Some Israeli and U.S. F-35s among the aircraft affected by a technical directive issued by the F-35 Joint Program Office.
Some F-35s, including at least 11 F-35s of the Israeli Air Force, and an unspecified number of U.S. F-35s have been grounded as a consequence of the investigation into the incident that occurred on the shared runway at Naval Air Station Joint Reserve Base Fort Worth, Texas, where a test pilot successfully ejected from a Lockheed Martin-owned F-35B on Dec. 15, 2022.
A video shared on social media, showed the F-35B descending vertically from a hovering position, bouncing back into the air after a first touchdown and dropping again, nose down.

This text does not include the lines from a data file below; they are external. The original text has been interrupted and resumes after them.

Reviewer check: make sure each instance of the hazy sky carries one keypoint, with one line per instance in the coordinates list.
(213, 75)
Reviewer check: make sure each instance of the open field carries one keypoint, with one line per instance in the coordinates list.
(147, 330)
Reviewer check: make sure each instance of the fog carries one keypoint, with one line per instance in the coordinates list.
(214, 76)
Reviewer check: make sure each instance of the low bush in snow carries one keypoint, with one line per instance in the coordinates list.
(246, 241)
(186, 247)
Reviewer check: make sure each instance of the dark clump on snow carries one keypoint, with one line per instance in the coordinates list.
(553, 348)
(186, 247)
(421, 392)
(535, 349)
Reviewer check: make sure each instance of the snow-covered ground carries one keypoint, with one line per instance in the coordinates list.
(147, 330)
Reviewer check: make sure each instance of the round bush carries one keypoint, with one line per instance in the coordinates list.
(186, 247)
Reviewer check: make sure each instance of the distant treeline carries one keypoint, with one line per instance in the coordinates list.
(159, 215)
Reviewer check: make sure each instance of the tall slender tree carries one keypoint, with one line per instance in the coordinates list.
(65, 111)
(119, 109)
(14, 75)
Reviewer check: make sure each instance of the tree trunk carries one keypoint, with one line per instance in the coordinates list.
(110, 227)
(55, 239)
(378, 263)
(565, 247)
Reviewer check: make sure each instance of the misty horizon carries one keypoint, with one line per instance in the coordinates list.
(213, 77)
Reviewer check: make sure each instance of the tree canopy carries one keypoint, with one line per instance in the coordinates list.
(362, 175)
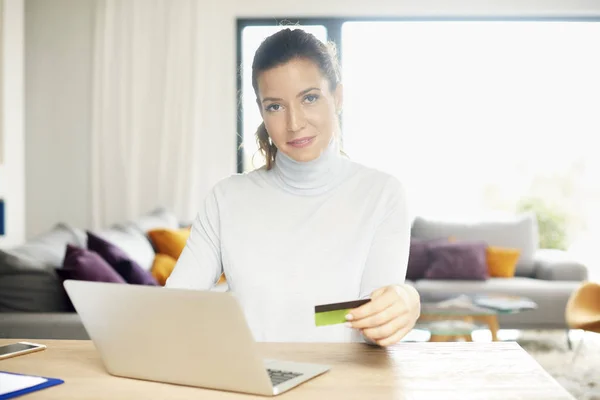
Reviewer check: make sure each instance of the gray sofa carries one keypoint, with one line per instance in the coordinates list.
(546, 276)
(33, 304)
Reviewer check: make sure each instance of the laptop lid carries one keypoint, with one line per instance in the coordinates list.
(188, 337)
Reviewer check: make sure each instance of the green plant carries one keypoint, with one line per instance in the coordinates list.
(552, 223)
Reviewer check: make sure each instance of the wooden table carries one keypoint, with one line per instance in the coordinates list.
(406, 371)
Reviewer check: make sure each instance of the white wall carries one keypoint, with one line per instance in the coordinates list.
(12, 172)
(59, 52)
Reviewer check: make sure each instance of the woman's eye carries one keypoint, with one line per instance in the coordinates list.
(311, 98)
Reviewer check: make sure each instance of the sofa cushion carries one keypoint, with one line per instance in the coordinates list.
(457, 260)
(163, 267)
(502, 261)
(418, 257)
(87, 265)
(134, 244)
(169, 241)
(120, 261)
(518, 232)
(49, 247)
(28, 285)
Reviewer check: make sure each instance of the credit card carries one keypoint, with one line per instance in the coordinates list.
(335, 313)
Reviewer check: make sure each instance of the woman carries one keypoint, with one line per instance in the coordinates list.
(311, 227)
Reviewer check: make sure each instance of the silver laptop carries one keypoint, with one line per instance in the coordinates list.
(179, 336)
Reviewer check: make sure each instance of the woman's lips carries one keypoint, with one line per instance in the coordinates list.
(301, 142)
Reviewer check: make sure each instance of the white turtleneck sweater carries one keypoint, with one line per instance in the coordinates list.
(296, 236)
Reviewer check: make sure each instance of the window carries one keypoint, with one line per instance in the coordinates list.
(474, 116)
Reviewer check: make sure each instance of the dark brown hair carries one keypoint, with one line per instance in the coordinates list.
(280, 48)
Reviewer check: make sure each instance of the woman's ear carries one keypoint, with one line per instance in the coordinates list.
(338, 96)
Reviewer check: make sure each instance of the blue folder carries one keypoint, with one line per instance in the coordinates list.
(49, 383)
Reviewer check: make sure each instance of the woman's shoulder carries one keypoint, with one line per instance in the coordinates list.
(376, 179)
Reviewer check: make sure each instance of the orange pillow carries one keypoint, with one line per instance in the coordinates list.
(162, 268)
(169, 241)
(502, 262)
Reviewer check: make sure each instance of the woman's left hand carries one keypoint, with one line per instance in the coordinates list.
(389, 316)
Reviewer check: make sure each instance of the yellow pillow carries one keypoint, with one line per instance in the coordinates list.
(169, 241)
(162, 268)
(502, 261)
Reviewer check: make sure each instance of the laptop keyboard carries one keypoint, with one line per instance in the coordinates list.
(278, 376)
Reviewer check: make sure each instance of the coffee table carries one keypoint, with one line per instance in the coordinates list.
(483, 309)
(416, 371)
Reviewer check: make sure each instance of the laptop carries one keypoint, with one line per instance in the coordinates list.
(180, 336)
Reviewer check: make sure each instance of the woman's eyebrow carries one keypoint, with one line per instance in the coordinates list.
(302, 93)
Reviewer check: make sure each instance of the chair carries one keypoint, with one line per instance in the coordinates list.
(583, 310)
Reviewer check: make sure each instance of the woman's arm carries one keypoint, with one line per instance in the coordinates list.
(394, 306)
(388, 257)
(199, 265)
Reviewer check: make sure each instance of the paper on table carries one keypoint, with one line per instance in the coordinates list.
(11, 383)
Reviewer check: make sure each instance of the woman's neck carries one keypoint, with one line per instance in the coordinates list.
(311, 177)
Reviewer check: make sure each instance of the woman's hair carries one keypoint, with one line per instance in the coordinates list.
(280, 48)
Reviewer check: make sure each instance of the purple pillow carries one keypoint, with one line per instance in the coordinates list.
(464, 260)
(120, 262)
(85, 265)
(418, 257)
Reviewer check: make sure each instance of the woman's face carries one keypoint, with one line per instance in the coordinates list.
(298, 108)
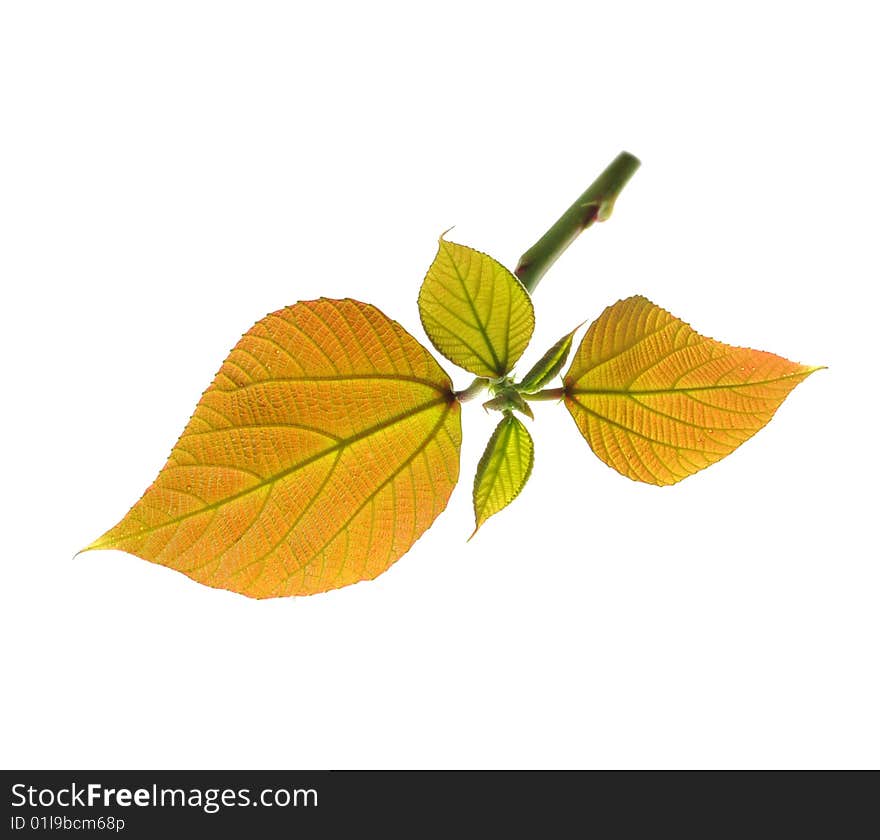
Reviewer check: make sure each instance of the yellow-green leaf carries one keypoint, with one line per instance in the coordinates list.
(325, 446)
(658, 402)
(504, 468)
(475, 311)
(548, 366)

The second impact with the runway causes a collapse of the nose gear. The right wing then touches the ground and the aircraft starts to spin out of control, until the pilot ejects.
While the cause of the crash has not been disclosed, the F-35 JPO issued a directive to ground a “small number” of aircraft.
We reached out to the JPO Public Affair Office to ask for more details but all we got in response to our email is the same statement released on Tuesday Dec. 27:
The F-35 Joint Program Office has issued a Time Compliance Technical Directive (TCTD) to recommend restrictions on a small number of aircraft, which have been evaluated to be of higher risk, from flight operations and until procedures can be developed for their return to flight. The affected aircraft have been identified, and the JPO will work with the military services and international partners to ensure understanding of the risks identified in the TCTD. This is a preliminary assessment of the risk, and actions are in work that we believe will lead to a refinement of this assessment. The safety of flight crews is the JPO’s primary concern.
No additional details about the U.S. military service and international partners with aircraft affected by the TCTD were provided. However, the Israeli Air Force said on Dec. 25 that 11 of their aircraft were grounded pending further investigation:
כחלק מלקחי התרסקות מטוס קרב אמריקאי מסוג F35 מדגם B, לפני כשבועיים בטקסס, החליט חיל האויר בהמשך להמלצת המינהלת האמריקאית לייצור מטוסים אלו (JPO) על קרקוע של 11 מטוסים ממערך ה׳אדיר׳.
— Israeli Air Force (@IAFsite) December 25, 2022
Interestingly, the Israeli Air Force doesn’t operate the same F-35B STOVL variant of the Lightning II aircraft involved in the runway incident at Fort Worth: it flies the F-35I Adir, a domestic variant of the F-35A CTOL (Conventional Take Off and Landing). On the other side, other international operators equipped with the F-35B don’t seem to be affected by the grounding: for instance, neither the Italian Air Force F-35A/B nor the Italian Navy F-35B fleets should be affected by the grounding according to the sources we talked to.
Still, the extent of the grounding among the F-35A/B/C operators is unclear, considered that the JPO PAO has not disclosed more details about the impact on the global fleets.
“A source familiar with the program, who spoke on the condition of anonymity because they were not authorized to discuss details of the incident, said the JPO’s initial assessment found that a propulsion system issue led to the Dec. 15 crash of the hovering F-35B, which has now led to broader groundings in the fleet” Defense News reported. “The source said that, in guidance to the services, the JPO said a failure of a tube used to transfer high-pressure fuel in the fighter’s F135 engine prompted the office to update its safety risk assessments. The JPO also told the services that jets with fewer than 40 hours of flying are affected, this source said.”
Considered that the grounding affects also some F-35As, it means that the incident on Dec. 15 that involved an F-35B was caused by a component that is not model-specific but common to the CTOL and STOVL variants (although present/installed only on some of the aircraft). Anyway, we will report as soon as more details about this emerge.